Revenue and Assumptions
Bagudu explained that the fiscal document is built on:
- Oil benchmark price: $64.85 per barrel
- Exchange rate projection: N1,512/$
- Crude production benchmark: 1.8 million bpd
- Production target for the industry: 2.06 million bpd
He said the dual production numbers provide a 12.6% safety buffer in case of output disruptions. Despite the cautious benchmarks, the minister expects the economy to grow by 4.68% in 2026, although pre-election spending may pressure the exchange rate.
He added that revenues will be shared as follows:
- Federal Government: N22.60tn
- States: N16.30tn
- Local governments: N11.85tn
The FG’s total revenue from all sources is projected at N34.33tn, including N4.98tn from government-owned enterprises.
Debt, Deficit and Rising Fiscal Pressures
With N15.91tn earmarked for debt servicing, the obligation will consume 29.2% of Nigeria’s entire 2026 budget, meaning the government will spend almost three out of every ten naira on servicing loans.
The proposed N20.10tn deficit amounts to 36.9% of total planned expenditure—more than double the N9.22tn deficit approved for the 2025 fiscal year.
In comparison, the amended 2022 budget under former President Muhammadu Buhari was N17.32tn, with debt service at N3.98tn. The 2026 figure is now 299% higher.
Experts Warn of Fiscal Instability
Economists who spoke to The PUNCH expressed concern that the rising deficit, ballooning debt service burden and late budget preparations could undermine Nigeria’s fragile macroeconomic stability.
“Nigeria risks falling into a debt trap” — Muda Yusuf
The CEO of the Centre for the Promotion of Private Enterprise said high deficit financing threatens inflation, exchange rate stability and private-sector activity.
He noted that Nigeria’s recent macroeconomic recovery may be wiped out if borrowing continues to rise unchecked.
“There is no basis for a new budget without implementing the old one” — Prof. Sheriffdeen Tella
A professor of Economics at Olabisi Onabanjo University criticised the timing of the 2026 budget, saying the government had “barely implemented the 2025 budget.”
He argued that Nigeria risks “operating multiple budgets within one year,” which he described as fiscal disorder.

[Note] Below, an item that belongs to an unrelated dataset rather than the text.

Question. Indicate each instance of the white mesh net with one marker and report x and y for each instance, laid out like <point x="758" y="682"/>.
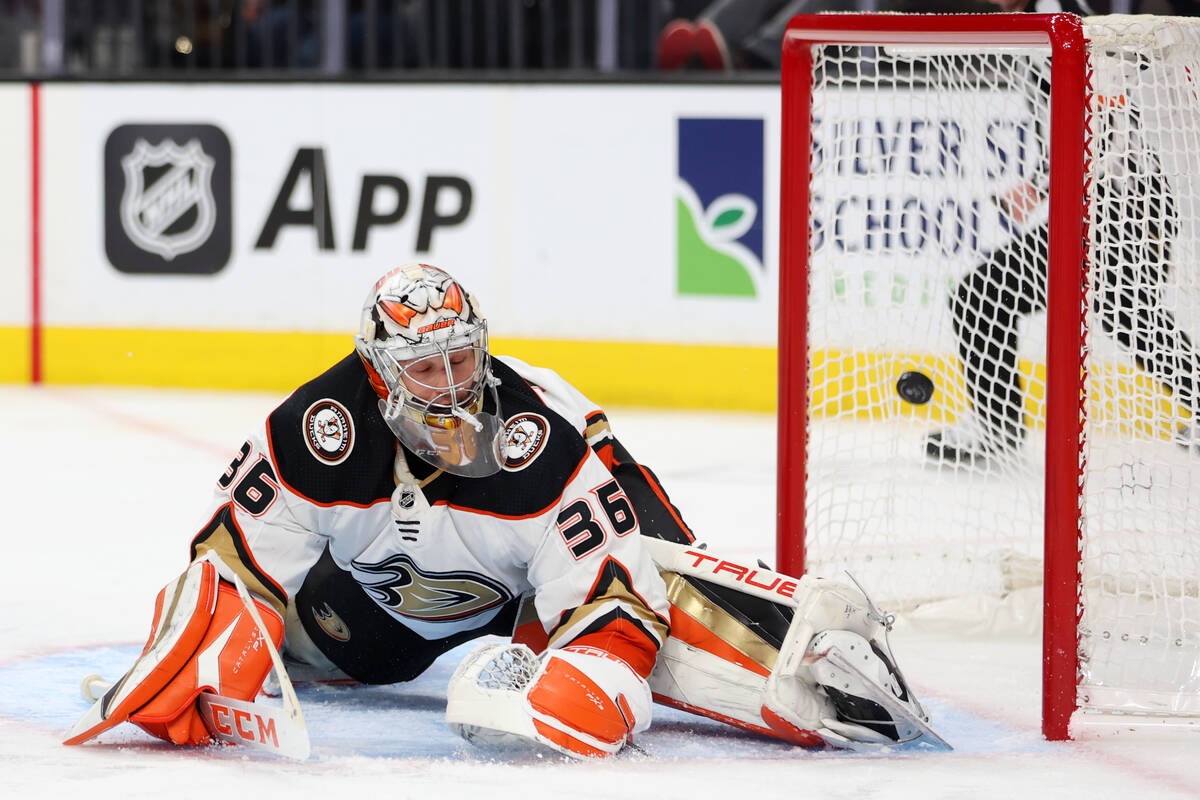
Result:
<point x="929" y="229"/>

“We are drifting away from the January–December cycle” — Prof. Adeola Adenikinju
The National President of the Nigerian Economic Society warned that Nigeria is again behind schedule, which undermines predictability and weakens investor confidence.
He also questioned the legality of running such a large deficit, noting that the Fiscal Responsibility Act limits budget deficit to 3% of GDP.
Call for Spending Discipline
Bagudu said the new framework incorporates feedback from ministries, the Economic Management Team and the National Economic Council, which recently endorsed:
- Greater alignment between fiscal and monetary policies
- Increased investment in security infrastructure
- Stronger efforts to curb revenue leakages in oil, gas and mining
The MTEF/FSP will serve as the foundation of the 2026 Appropriation Bill when it is transmitted to the National Assembly.